I'm going to go ahead and admit that the drums are almost entirely replaced. I think those are a DW kick, and DW Edge snare, and Yamaha toms. But the overheads are Ear Trumpet Edwina microphones going into Neve 1272's. I'm not sure how much better you could record them. I think they sound great.
And, for me, I'm finally able to set the cymbals appropriately for the rest of the kit. This is partly due to the kit replacement therapy but also because I've discovered the LA-2 emulator plugins. I can't get the Fairchild emulators to do anything I want. The LA-2 and the 1176 however... those I can get to glue me some drum kits, make basses sound fantastic, etc and so forth.
Note that I'm replacing all four drums in the kit and that I simultaneously think that Lou is the best at getting less-than-par drum kits to sound fantastic. Even so, we're just not getting that million-dollar sound out of the kit at the rehearsal studio without a little help from The Box.

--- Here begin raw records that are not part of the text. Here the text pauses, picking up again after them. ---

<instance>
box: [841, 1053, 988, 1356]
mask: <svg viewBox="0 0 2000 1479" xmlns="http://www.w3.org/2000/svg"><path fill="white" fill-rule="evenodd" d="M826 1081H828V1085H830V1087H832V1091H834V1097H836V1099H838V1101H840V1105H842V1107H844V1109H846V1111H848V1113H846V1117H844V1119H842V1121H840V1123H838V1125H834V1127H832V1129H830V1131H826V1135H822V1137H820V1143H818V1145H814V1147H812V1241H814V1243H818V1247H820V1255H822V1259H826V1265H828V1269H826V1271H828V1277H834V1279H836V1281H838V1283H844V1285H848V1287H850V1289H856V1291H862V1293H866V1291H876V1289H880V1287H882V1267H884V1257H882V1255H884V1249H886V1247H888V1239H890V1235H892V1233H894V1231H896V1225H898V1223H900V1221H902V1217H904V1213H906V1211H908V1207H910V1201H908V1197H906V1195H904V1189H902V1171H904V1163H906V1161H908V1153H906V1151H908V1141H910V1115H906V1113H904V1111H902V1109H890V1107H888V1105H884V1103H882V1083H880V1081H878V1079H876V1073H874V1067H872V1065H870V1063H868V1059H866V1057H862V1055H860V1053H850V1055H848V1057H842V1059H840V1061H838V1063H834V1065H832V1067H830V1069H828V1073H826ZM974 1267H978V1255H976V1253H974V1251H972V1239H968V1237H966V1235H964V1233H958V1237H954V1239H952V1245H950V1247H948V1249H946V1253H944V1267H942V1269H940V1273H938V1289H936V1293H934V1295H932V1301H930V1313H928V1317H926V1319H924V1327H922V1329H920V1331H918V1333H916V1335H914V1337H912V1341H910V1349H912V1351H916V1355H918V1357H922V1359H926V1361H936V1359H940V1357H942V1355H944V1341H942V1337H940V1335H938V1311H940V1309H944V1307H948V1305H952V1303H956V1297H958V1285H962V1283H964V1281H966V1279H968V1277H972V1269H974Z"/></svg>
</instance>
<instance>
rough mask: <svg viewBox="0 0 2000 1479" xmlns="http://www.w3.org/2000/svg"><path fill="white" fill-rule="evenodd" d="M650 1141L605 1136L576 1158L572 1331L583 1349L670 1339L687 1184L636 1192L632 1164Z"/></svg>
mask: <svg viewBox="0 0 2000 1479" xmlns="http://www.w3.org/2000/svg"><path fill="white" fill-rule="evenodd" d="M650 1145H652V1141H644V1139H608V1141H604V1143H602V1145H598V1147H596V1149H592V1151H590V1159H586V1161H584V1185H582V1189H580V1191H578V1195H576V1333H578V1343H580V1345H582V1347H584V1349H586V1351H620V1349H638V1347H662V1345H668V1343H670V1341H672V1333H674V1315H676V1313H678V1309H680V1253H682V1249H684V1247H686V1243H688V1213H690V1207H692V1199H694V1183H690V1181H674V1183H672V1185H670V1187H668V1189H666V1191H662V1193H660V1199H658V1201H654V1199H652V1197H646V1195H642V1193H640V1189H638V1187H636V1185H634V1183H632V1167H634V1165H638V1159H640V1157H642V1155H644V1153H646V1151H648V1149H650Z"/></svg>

I'm mixing very dry for me. For most of these mixes there's no reverb on the snare and the rest of the kit is completely dry. Um. I mean except for the kick. I usually put a kiss of reverb on the kick. The overheads are limited with one LA2 (oh, I'm sorry Ethan, I mean compressed. There. Happy now? ;-) and the rest of the kit is in another group.
I'm not using any mixing board non-linear-type emulation on this mix. When I A/B the emulators of the EMI board, the SSL board, and the Neve board against the natural 2-mix buss in Samplitude I invariably choose the less "collapsed" nature of the Samplitude 2-mix buss. So much so that if someone told me it was in and of itself an emulation of the old EMI tube board I'd be all like "Yeah, this is the only way to mix."